Boaty McBoatface is why super-delegates exist

Boaty McBoatface is why we have super-delegates.

The British government recently turned to the internet to name their new state of the art research ship. First off, whoever came up with this idea has clearly never seen how every Twitter Q&A goes off the rails quicker than a Maserati goes zero to sixty.  Well, as the internet is wont to do, the voters in the poll chose the name “Boaty McBoatface.”  The name didn’t just win, it blew the competition out of the water (sorry).

The results elicited this response from British Science Minister Jo Johnson:

“The new royal research ship will be sailing into the world’s iciest waters to address global challenges that affect the lives of hundreds of millions of people, including global warming, the melting of polar ice, and rising sea levels. That’s why we want a name that lasts longer than a social-media news cycle and reflects the serious nature of the science it will be doing.”

Does that sound remotely familiar to another scenario you’ve probably been paying attention to recently?  Having trouble?  Well then let’s revisit Minister Johnson’s statement and change a few words.

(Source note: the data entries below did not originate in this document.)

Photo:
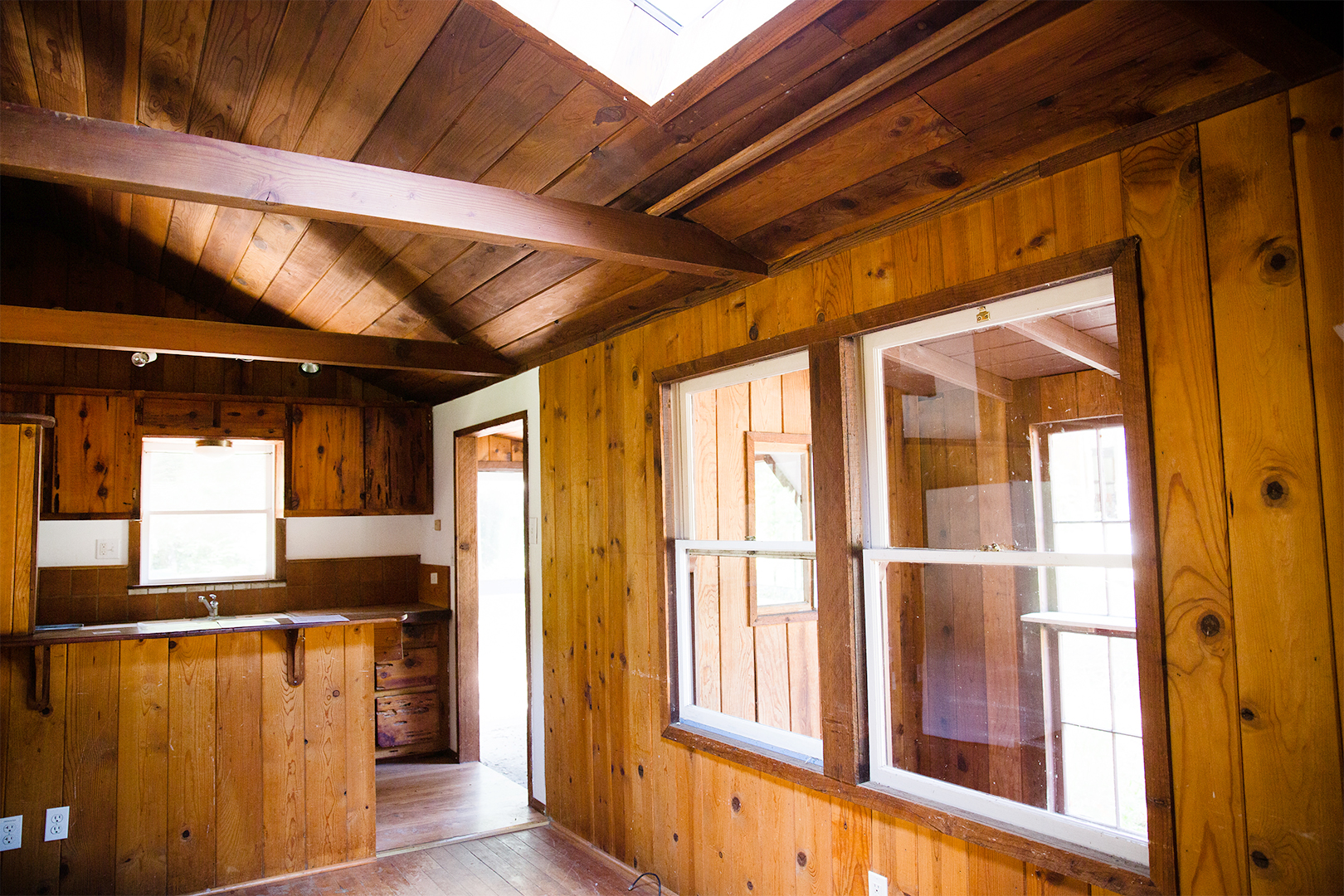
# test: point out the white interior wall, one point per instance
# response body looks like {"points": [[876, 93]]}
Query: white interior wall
{"points": [[518, 394]]}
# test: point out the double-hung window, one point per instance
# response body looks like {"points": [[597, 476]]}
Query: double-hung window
{"points": [[746, 649], [1003, 674], [207, 511]]}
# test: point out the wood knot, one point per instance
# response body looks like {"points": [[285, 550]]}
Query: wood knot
{"points": [[1210, 625]]}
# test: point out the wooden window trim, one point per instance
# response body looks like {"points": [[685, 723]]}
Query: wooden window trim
{"points": [[754, 442], [839, 476]]}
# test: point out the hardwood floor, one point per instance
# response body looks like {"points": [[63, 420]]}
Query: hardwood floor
{"points": [[527, 863], [431, 801]]}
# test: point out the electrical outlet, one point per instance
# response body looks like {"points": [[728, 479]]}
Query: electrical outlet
{"points": [[58, 822], [11, 833]]}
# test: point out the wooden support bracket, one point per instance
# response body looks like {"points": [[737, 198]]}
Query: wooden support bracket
{"points": [[295, 657], [39, 698]]}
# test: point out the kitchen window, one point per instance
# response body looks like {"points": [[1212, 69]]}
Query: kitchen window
{"points": [[1003, 670], [745, 557], [207, 511]]}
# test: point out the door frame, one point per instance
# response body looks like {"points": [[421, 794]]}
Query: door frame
{"points": [[466, 616]]}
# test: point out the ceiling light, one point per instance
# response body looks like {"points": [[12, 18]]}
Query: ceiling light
{"points": [[214, 446]]}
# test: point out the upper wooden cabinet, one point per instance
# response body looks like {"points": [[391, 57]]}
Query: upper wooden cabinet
{"points": [[95, 458], [359, 460]]}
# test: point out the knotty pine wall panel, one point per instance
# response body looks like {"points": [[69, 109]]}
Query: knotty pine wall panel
{"points": [[183, 762], [707, 825]]}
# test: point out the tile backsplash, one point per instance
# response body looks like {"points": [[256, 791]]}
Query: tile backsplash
{"points": [[101, 594]]}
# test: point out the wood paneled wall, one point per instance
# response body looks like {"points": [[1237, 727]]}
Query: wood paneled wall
{"points": [[1239, 219], [188, 763]]}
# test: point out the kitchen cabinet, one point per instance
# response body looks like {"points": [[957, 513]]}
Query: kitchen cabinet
{"points": [[410, 683], [95, 458], [359, 460]]}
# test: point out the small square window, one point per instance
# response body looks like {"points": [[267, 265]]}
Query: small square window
{"points": [[207, 511]]}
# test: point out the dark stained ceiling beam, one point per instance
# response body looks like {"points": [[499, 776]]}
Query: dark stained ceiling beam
{"points": [[90, 152], [214, 338]]}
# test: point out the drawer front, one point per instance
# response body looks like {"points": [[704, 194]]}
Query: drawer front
{"points": [[407, 719], [387, 642], [420, 635], [414, 670]]}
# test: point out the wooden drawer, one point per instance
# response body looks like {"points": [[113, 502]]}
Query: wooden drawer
{"points": [[414, 670], [420, 635], [407, 719], [387, 642]]}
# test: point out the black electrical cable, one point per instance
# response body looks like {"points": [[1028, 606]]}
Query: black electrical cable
{"points": [[648, 874]]}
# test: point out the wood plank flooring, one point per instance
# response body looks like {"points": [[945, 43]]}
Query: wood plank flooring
{"points": [[424, 802], [526, 863]]}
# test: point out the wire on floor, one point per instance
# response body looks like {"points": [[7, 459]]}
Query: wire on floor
{"points": [[648, 874]]}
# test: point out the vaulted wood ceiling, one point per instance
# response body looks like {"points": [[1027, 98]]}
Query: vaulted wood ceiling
{"points": [[834, 123]]}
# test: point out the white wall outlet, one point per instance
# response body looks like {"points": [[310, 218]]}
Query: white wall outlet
{"points": [[11, 833], [58, 822]]}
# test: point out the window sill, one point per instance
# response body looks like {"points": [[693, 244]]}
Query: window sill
{"points": [[1064, 859]]}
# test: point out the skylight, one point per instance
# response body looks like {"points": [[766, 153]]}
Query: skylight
{"points": [[648, 47]]}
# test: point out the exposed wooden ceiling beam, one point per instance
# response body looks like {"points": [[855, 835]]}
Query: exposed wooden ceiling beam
{"points": [[942, 41], [214, 338], [1066, 340], [956, 373], [90, 152]]}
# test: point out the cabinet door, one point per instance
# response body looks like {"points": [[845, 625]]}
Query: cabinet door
{"points": [[95, 468], [397, 455], [325, 461]]}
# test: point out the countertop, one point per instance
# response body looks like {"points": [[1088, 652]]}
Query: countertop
{"points": [[254, 622]]}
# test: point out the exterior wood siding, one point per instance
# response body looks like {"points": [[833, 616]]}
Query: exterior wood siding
{"points": [[1238, 219]]}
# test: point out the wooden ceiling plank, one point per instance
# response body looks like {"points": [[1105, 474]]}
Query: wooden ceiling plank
{"points": [[953, 371], [589, 286], [358, 265], [321, 243], [171, 43], [463, 58], [270, 246], [95, 153], [859, 22], [1262, 34], [216, 338], [238, 45], [1071, 50], [1075, 117], [906, 129], [942, 41], [388, 42], [17, 82], [1066, 340], [535, 273]]}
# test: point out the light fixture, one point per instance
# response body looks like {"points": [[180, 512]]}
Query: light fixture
{"points": [[214, 446]]}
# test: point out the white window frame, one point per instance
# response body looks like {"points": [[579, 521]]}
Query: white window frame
{"points": [[149, 514], [800, 747], [1050, 299]]}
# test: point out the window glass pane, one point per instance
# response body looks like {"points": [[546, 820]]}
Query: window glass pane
{"points": [[206, 546], [188, 481]]}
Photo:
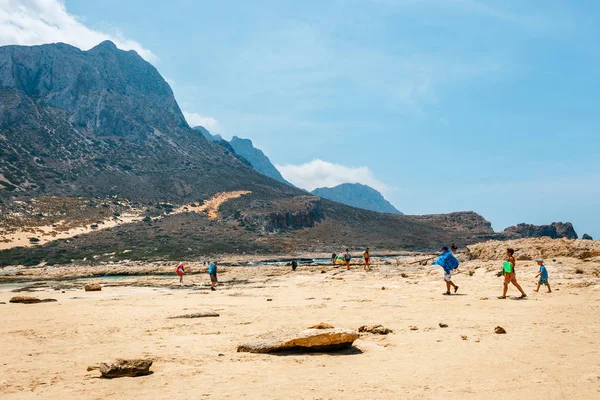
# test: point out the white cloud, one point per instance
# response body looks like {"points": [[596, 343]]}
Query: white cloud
{"points": [[319, 173], [32, 22], [209, 123]]}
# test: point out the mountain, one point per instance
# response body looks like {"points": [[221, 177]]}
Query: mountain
{"points": [[357, 195], [257, 158], [104, 122], [244, 148], [555, 230], [87, 136]]}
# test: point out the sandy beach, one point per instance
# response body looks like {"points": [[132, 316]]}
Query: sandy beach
{"points": [[551, 348]]}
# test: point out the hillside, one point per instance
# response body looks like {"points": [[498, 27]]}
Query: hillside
{"points": [[357, 195], [96, 158], [246, 150], [104, 122]]}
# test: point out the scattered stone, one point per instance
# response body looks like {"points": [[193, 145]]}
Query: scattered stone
{"points": [[119, 368], [499, 330], [197, 315], [29, 300], [322, 325], [92, 287], [376, 329], [309, 340]]}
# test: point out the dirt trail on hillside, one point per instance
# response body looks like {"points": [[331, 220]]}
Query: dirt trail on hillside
{"points": [[211, 206], [49, 233]]}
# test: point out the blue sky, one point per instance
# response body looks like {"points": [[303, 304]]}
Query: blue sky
{"points": [[444, 105]]}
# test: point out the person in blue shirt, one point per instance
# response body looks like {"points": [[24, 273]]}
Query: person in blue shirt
{"points": [[543, 274], [212, 271]]}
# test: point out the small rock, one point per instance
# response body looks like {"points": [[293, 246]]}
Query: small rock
{"points": [[119, 368], [29, 300], [376, 329], [322, 325], [92, 287], [197, 315]]}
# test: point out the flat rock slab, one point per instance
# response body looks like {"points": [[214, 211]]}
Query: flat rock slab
{"points": [[29, 300], [376, 329], [120, 368], [92, 287], [309, 340], [197, 315]]}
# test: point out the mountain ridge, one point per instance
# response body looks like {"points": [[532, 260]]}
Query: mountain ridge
{"points": [[357, 195]]}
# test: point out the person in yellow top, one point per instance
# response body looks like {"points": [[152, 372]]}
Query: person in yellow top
{"points": [[367, 257]]}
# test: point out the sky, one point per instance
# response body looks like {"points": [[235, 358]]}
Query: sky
{"points": [[442, 105]]}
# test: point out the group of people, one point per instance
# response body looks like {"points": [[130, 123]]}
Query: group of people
{"points": [[347, 257], [448, 261], [212, 272]]}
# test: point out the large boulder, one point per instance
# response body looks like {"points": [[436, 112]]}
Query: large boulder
{"points": [[92, 287], [29, 300], [119, 368], [309, 340], [203, 314]]}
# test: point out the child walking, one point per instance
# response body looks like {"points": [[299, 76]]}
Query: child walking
{"points": [[212, 271], [543, 275]]}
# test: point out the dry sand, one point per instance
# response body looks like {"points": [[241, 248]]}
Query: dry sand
{"points": [[551, 349]]}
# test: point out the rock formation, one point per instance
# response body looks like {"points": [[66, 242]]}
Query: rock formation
{"points": [[309, 340]]}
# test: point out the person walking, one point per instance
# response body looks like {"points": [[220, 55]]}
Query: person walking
{"points": [[347, 258], [367, 257], [510, 275], [180, 271], [212, 271]]}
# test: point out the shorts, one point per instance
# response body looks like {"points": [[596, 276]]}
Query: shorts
{"points": [[508, 278]]}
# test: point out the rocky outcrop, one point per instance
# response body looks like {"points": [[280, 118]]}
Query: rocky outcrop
{"points": [[357, 195], [29, 300], [556, 230], [376, 329], [309, 340], [120, 368], [92, 287], [534, 248]]}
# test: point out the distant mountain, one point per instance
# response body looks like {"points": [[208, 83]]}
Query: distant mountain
{"points": [[244, 148], [357, 195]]}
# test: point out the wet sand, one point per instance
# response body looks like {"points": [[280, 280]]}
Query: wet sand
{"points": [[551, 348]]}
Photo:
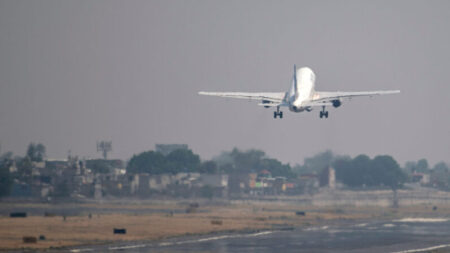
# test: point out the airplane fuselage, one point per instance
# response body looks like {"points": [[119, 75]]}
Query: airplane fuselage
{"points": [[301, 96], [302, 90]]}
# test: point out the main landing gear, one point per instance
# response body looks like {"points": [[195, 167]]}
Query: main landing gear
{"points": [[278, 113], [323, 113]]}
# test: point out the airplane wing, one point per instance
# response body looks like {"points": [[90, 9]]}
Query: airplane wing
{"points": [[338, 95], [265, 97]]}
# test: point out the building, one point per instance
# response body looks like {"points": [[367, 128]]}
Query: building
{"points": [[166, 149]]}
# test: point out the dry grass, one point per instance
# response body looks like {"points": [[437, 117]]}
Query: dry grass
{"points": [[77, 230]]}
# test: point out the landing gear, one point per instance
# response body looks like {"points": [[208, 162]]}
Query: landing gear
{"points": [[278, 113], [323, 113]]}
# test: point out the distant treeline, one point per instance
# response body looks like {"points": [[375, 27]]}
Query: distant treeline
{"points": [[184, 160]]}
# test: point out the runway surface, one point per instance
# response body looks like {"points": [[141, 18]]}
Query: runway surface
{"points": [[404, 235]]}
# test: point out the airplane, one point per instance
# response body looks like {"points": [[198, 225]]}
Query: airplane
{"points": [[302, 95]]}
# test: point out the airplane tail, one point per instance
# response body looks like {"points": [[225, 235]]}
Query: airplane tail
{"points": [[295, 77]]}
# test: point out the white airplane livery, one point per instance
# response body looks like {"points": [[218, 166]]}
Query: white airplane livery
{"points": [[302, 95]]}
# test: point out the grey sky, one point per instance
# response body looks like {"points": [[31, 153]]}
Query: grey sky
{"points": [[74, 72]]}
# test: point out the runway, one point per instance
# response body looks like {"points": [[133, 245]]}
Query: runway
{"points": [[401, 236]]}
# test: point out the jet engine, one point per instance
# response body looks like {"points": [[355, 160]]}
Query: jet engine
{"points": [[336, 103], [266, 102]]}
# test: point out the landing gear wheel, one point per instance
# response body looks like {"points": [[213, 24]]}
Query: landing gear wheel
{"points": [[323, 113], [278, 113]]}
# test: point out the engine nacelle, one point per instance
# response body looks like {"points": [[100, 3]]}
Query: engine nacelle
{"points": [[336, 103], [266, 102]]}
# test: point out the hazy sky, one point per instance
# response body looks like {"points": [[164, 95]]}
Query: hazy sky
{"points": [[74, 72]]}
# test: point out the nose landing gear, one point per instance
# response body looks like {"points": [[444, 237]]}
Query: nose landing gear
{"points": [[323, 113], [278, 113]]}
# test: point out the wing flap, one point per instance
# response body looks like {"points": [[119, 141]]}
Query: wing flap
{"points": [[273, 97], [328, 96]]}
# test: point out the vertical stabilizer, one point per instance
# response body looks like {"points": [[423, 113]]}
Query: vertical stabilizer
{"points": [[295, 77]]}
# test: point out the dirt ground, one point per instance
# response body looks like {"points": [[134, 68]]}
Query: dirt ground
{"points": [[97, 227]]}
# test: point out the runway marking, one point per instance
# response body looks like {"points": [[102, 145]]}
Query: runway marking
{"points": [[421, 220], [128, 247], [164, 244], [80, 250], [424, 249]]}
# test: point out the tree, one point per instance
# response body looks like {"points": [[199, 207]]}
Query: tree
{"points": [[5, 179], [147, 162], [40, 152], [253, 160], [360, 171], [388, 172], [441, 166], [422, 165], [316, 163], [182, 160], [209, 167], [98, 166], [36, 152]]}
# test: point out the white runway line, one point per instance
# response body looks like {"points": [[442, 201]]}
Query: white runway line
{"points": [[164, 244], [424, 249], [421, 220]]}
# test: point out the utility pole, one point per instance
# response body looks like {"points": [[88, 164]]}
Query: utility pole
{"points": [[104, 147]]}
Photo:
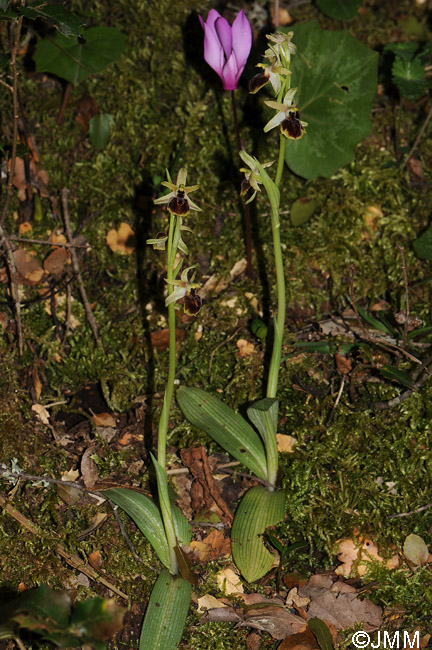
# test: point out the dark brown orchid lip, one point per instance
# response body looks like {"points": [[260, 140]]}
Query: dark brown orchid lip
{"points": [[257, 82], [192, 303], [291, 126], [179, 204]]}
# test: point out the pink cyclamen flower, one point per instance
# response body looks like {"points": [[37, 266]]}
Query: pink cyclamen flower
{"points": [[226, 48]]}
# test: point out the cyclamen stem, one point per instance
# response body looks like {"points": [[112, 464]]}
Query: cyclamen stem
{"points": [[247, 219]]}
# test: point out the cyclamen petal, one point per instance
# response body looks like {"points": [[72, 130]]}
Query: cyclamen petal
{"points": [[226, 48]]}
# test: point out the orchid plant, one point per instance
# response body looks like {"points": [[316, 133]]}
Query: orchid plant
{"points": [[226, 50], [264, 505], [165, 527]]}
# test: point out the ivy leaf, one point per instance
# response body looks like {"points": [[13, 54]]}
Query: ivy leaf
{"points": [[67, 23], [75, 60], [336, 78], [339, 9]]}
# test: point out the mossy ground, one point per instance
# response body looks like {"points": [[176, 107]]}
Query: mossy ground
{"points": [[165, 101]]}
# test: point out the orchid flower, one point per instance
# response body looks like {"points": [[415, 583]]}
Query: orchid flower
{"points": [[226, 48], [178, 201], [252, 177], [182, 287], [287, 117]]}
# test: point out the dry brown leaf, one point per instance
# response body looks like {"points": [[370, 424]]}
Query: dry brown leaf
{"points": [[208, 602], [338, 604], [122, 240], [28, 267], [37, 385], [229, 582], [88, 468], [355, 555], [286, 444], [215, 545], [245, 348], [24, 228], [95, 559], [55, 262], [41, 413], [301, 641], [103, 419]]}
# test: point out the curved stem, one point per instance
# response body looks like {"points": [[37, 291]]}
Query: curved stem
{"points": [[247, 219], [169, 387]]}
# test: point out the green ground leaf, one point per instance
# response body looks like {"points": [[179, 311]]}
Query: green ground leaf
{"points": [[166, 613], [99, 129], [147, 517], [258, 510], [74, 60], [224, 425], [339, 9], [67, 23], [336, 77]]}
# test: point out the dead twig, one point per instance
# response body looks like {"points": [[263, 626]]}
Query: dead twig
{"points": [[75, 266], [72, 559]]}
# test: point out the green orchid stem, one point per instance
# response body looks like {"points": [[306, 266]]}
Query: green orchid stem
{"points": [[247, 217], [173, 235], [273, 377], [281, 159]]}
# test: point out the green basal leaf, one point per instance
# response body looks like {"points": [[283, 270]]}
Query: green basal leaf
{"points": [[99, 129], [336, 77], [322, 633], [339, 9], [166, 613], [147, 517], [258, 509], [67, 23], [226, 427], [75, 60], [264, 415]]}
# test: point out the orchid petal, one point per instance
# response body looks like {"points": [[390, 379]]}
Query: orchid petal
{"points": [[275, 121], [241, 40], [223, 32]]}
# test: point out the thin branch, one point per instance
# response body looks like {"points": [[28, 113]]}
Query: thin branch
{"points": [[46, 242], [75, 266]]}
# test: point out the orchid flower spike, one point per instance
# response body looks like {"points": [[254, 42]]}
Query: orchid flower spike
{"points": [[287, 117], [178, 200], [226, 48], [183, 287], [252, 179]]}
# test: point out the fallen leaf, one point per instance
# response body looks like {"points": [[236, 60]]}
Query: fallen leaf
{"points": [[286, 444], [338, 604], [28, 267], [103, 419], [95, 559], [300, 641], [208, 602], [355, 555], [415, 550], [245, 348], [88, 468], [122, 240], [41, 413], [229, 582]]}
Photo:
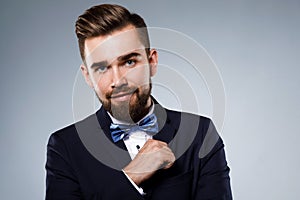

“The new president will be sailing into the world’s most difficult job to address global challenges that affect the lives of hundreds of millions of people, including global warming, the crisis in the Middle East, and an unstable worldwide economy. That’s why we want to elect someone who will last longer than a social-media news cycle and reflects the serious nature of the job they will be doing.”

Got it now?

As you can guess from the Minister’s quote, the British government has chosen to overrule the voters in the name of sanity.

In American politics however, there is no unique body that has the power to simply tell voters they are being stupid and make a new decision for them.  But the Democratic party has created the next best thing.  

In 1982 the Democratic party instituted super-delegates who are local, state, and national politicians, party leaders, and other influential players who are free to cast their delegate votes free of any bounds from actual voters.

The party will tell you they created these positions to give those involved in the party structure an active voice in the presidential selection process.  But we’re all adults here, let’s not lie to ourselves.  Super-delegates were created to prevent the party from nominating a candidate who is the human equivalent of Boaty McBoatface.

The supporters of Bernie Sanders have been actively complaining about the presence of super-delegates on the Democratic side as an unfair advantage given to Hillary Clinton.  And while they’re correct – Clinton has 502 super-delegates to Sanders’ 38 – a quick peek under Reince Priebus’ sweat-stained collar should remind Sanders supporters that while they may not love Clinton, no Democratic will ever have to cast their vote for Donald J. McTrumpface.